Other key findings showed that:
“The overall response rate, disease control rate, time to response, and duration of response were all improved with sotorasib vs docetaxel. Overall survival was similar. Patient reported outcomes favored sotorasib across a variety of measures,” added Mehta.
The safety data from CodeBreaK 200 were also consistent with the known safety profile of sotorasib.
“The safety profile of sotorasib and docetaxel are characterized by different adverse events, and sotorasib patients are less frequently bothered by their [adverse events],” said Osa Eisele, MD, MPH, therapeutic area head for oncology, global patient safety at Amgen, during the meeting.
The FDAs initial assessment of CodeBreaK 200 was that data from the trial were statistically significant and met its primary end point. However, the difference in PFS was small between the sotorasib arm and docetaxel arms, and there was no difference in OS.
“The patterns of behavior and steady conduct suggested a consistent bias in favor of sotorasib and created uncertainty in our ability to interpret the results of the primary efficacy end point,” said Harpreet Singh, MD, director, division of oncology II, during the meeting.
“The FDA was contacted by the applicant several months before the final CodeBreaK 200 results were submitted to discuss results of a planned PFS interim analysis which had been narrowly flipped from a negative to a positive finding, based on applicant triggered rereads of assessments between investigators and blinded radiologists,” added Singh.
At this point, the FDA advised the applicant to not submit for regulatory review, and instead, follow the data monitoring committee's advice to continue the trial as planned. It was suggested that the sotorasib arm may have underperformed in the study or that the docetaxel arm overperformed, relative to historical data.
The FDA was also concerned about the overall integrity of the study.

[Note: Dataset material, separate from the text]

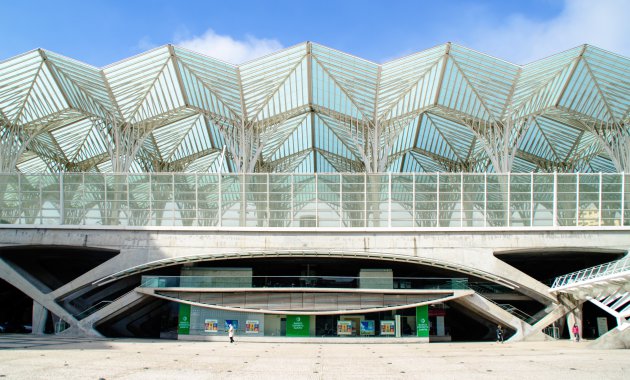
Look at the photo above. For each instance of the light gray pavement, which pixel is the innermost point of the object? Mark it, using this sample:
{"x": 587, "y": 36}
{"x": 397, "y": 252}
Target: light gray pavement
{"x": 43, "y": 357}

Upon further review, the FDA observed that there was asymmetric early dropout among patients in the study, with greater dropout seen among patients in the docetaxel arm, there were investigator assessments of progressive disease which that were biased and which favored the sotorasib arm, and there was crossover of patients from docetaxel to sotorasib prior to the assessment of disease progression by BICR.
Other issues that were found to be related to study conduct included a lack of adherence to the imaging charter as multiple imaging assessments were conducted by the BICR to resolve discrepancies between investigator and BICR assessments. According to the FDA, this is considered a protocol violation, and generates additional concern about the quality and integrity of the data.
Overall, the FDA believes that the results from the CodeBreaK 200 trial are confounded by multiple sources of systemic bias.
“Due to censoring and early dropout confounds our ability to assess the effect and importantly, the magnitude of effect of sotorasib vs docetaxel,” added Singh.
Based on these concerns, the FDA worries whether CodeBreaK 200 can be considered an adequate and well controlled trial. Furthermore, the primary end point of PFS by BICR may not be reliable for sotorasib vs docetaxel, given its magnitude relative to the imaging interval at 5 weeks vs 6 weeks.
Overall, the ODAC committee voted 10-2 that the primary end point, PFS per BICR, of the confirmatory trial, CodeBreaK 200, can not be reliably interpreted.
“The factors that contributed to the lack of certainty come from the small size, investigator conduct, and a small, 5 week PFS benefit,” said Madan. “Industry and investigators must work together to ensure clinical trials are conducted competently so we can get the best data to advise our patients.”